Material and methods

Specimen selection and collection procedure

We used nine pinned false heath fritillary butterflies (Melitaea diamina (Lang, 1789); synonym M. dyctinna), ranging in age from 60 to approximately 100 years old, which were donated by the Entomological Collection of ETH Zurich, Switzerland (Table 1). M. diamina reaches a wingspan of about 33 mm, and has the typical wing markings of their genus, which are distinctively darkened on the hind wings in this species. The species is listed as near threatened (NT) on the Swiss Red List. Its distribution is patchy, and it can be found in both damp and sunny environments, such as litter meadows on the edge of bogs and fens, as well as forests that receive a lot of moisture and light37.

Table 1 Specimens used in this study, with the correspondent ID from the Entomological Collection of ETH Zurich.

We designed a balanced test set by separating the five different body parts of each individual specimen (legs, head, wing, thorax, and abdomen) for testing tissue type related hDNA extraction buffer efficiency.
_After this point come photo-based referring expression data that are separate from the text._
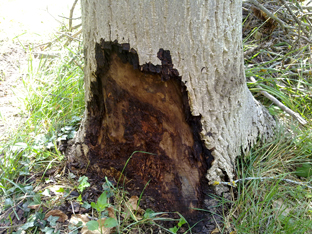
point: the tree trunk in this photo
(166, 77)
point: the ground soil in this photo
(23, 25)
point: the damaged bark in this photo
(175, 87)
(145, 108)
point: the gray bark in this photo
(204, 39)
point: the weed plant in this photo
(53, 100)
(274, 205)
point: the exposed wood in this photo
(145, 108)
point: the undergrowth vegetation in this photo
(272, 194)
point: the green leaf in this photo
(181, 222)
(79, 198)
(48, 230)
(83, 183)
(110, 223)
(102, 200)
(52, 220)
(93, 225)
(304, 171)
(60, 190)
(86, 205)
(149, 214)
(27, 225)
(174, 229)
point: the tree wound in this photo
(145, 108)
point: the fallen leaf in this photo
(105, 230)
(75, 219)
(130, 206)
(215, 231)
(34, 207)
(111, 212)
(57, 213)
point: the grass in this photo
(275, 205)
(54, 103)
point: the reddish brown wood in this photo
(145, 108)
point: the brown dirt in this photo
(12, 70)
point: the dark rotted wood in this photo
(145, 108)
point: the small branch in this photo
(233, 184)
(280, 105)
(296, 19)
(71, 15)
(272, 16)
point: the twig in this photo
(69, 18)
(70, 23)
(279, 104)
(272, 16)
(252, 50)
(233, 184)
(296, 19)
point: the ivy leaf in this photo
(304, 171)
(93, 225)
(110, 223)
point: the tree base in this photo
(143, 108)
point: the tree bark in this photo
(166, 77)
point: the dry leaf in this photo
(105, 230)
(130, 206)
(215, 231)
(57, 213)
(111, 212)
(34, 207)
(75, 219)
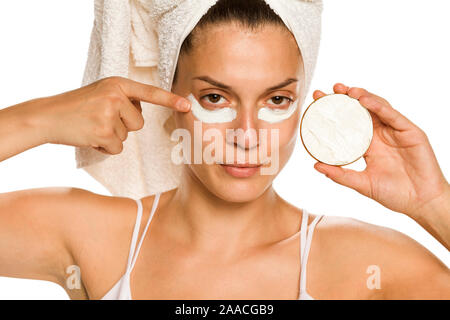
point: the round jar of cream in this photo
(336, 129)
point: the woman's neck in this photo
(208, 223)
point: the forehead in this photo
(233, 48)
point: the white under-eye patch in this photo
(221, 115)
(272, 115)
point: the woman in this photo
(224, 233)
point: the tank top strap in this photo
(306, 246)
(155, 205)
(137, 226)
(303, 232)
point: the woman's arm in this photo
(18, 130)
(39, 228)
(402, 171)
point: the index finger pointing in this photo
(154, 95)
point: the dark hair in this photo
(251, 14)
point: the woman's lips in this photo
(241, 171)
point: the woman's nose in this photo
(244, 134)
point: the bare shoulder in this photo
(379, 262)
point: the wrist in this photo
(437, 207)
(36, 120)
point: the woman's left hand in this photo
(402, 171)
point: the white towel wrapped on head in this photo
(141, 40)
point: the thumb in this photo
(346, 177)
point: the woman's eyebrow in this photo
(227, 87)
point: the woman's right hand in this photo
(101, 114)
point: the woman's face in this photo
(232, 67)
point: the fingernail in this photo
(183, 105)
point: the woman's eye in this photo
(213, 98)
(280, 102)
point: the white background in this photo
(397, 49)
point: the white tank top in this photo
(121, 290)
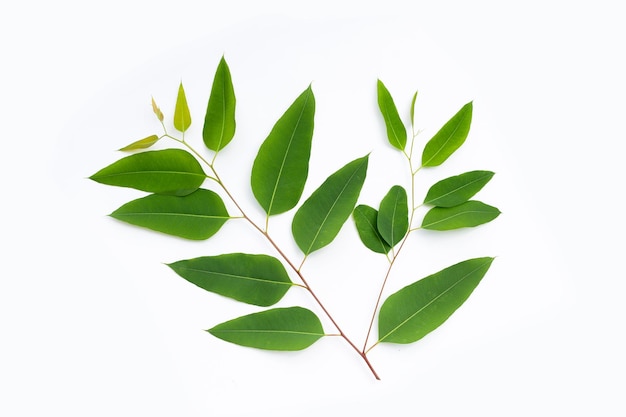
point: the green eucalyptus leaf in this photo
(168, 171)
(455, 190)
(468, 214)
(449, 138)
(365, 219)
(196, 216)
(281, 166)
(396, 132)
(393, 215)
(320, 218)
(219, 121)
(141, 143)
(291, 328)
(421, 307)
(254, 279)
(182, 117)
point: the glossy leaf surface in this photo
(219, 120)
(254, 279)
(318, 221)
(365, 219)
(449, 138)
(455, 190)
(468, 214)
(281, 166)
(196, 216)
(421, 307)
(182, 117)
(141, 143)
(291, 328)
(393, 215)
(396, 132)
(169, 171)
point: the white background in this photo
(94, 324)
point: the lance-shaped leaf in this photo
(455, 190)
(219, 120)
(196, 216)
(168, 171)
(291, 328)
(468, 214)
(254, 279)
(393, 215)
(365, 219)
(449, 138)
(421, 307)
(318, 221)
(141, 143)
(182, 117)
(281, 166)
(396, 132)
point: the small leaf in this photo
(421, 307)
(219, 121)
(291, 328)
(318, 221)
(455, 190)
(413, 109)
(157, 110)
(393, 216)
(365, 219)
(396, 132)
(449, 138)
(182, 117)
(141, 144)
(168, 171)
(254, 279)
(468, 214)
(281, 166)
(196, 216)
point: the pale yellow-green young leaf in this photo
(182, 117)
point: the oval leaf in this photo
(196, 216)
(168, 171)
(292, 328)
(421, 307)
(182, 117)
(396, 132)
(254, 279)
(393, 215)
(219, 121)
(318, 221)
(365, 219)
(449, 138)
(281, 166)
(468, 214)
(141, 144)
(458, 189)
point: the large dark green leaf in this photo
(396, 132)
(292, 328)
(254, 279)
(195, 216)
(219, 120)
(393, 215)
(421, 307)
(281, 166)
(455, 190)
(449, 138)
(182, 117)
(169, 171)
(468, 214)
(318, 221)
(365, 219)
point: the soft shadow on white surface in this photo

In order to prevent contamination from other specimens and from fresh human DNA, the entire specimen was collected directly at the Entomological Collection of ETH Zurich following gold-standard recommendations from the ancient DNA field4,11,14 (use of full-body protective suits, cleaning of surfaces with DNA AWAY®, Carl Roth Gmbh + Co. KG, Germany, and UV light, use of single use equipment such as gloves to avoid cross-contamination) and transferred in clean containers to the cleanroom facilities, which are dedicated solely to aDNA/hDNA research at the Institute of Evolutionary Medicine, University of Zurich. Each specimen was carefully dismembered with decontaminated tweezers and separated into the following main body parts: head, thorax, wings, legs, and abdomen (Fig. 1). Each body part was then placed in a 2 mL Eppendorf collection tube, ready for extraction, resulting in a total of 115 subsampled body parts from which 68 were processed (Supplementary Information; Table S1, Extended Sample List).

Figure 1
figure 1

Melitaea diamina specimen removed from its collection pin, dismembered into the five different body parts (legs, head, wing, thorax, and abdomen), and laid out for documentation before being collected in individual tubes for DNA extraction. Digital scale in centimetres (cm).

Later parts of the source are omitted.